I awake in darkness, make myself morning tea under the spotlight of a solitary kitchen lamp. Is this really what our lives consist of? News-fed moments of elation and sorrow?
When we have nothing to do, during those few hours of pristine white sun and blue sky with that beautiful specter of night that stalks all November days, I take my children as far from civilization as I can get them.
We drive northwest, disappear into Soomaa, that swampland wilderness with all of its treasures. It takes forever to get there, and to enter the refuge, you have to get out of your car, open the gate, drive through, and then get out and close the gate again. One path leads to another, which carries you over forest streams to a third, and then a wooden platform bears you over the windy swampland, where only brave crooked pines bother to grow and the bog water is red wine red.
In the swamp, I found a great stick, curvy as a narwhal’s tusk, one that would make a good cane in old age, and promised myself that no matter how cold it got this winter, I would never burn it. In the distance we inspected scattered humps of earth, moss and wood, which we imagined had once been an active village of beavers.
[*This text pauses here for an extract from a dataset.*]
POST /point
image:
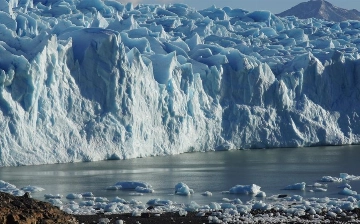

Our youngest daughter stuffed my pockets with pine cones and loose fluffy white moss she collected from the edges of the platform.
The morning after the expedition, I displayed the pine cones and moss on a table at the cafe for all to see. The sun was supposed to have risen, but it was still gloomy and gray in the streets, but I didn’t mind. Instead I felt content with the whole scene, and it occurred to me that I actually liked November. I was grateful that I had been born in such a dream of a month.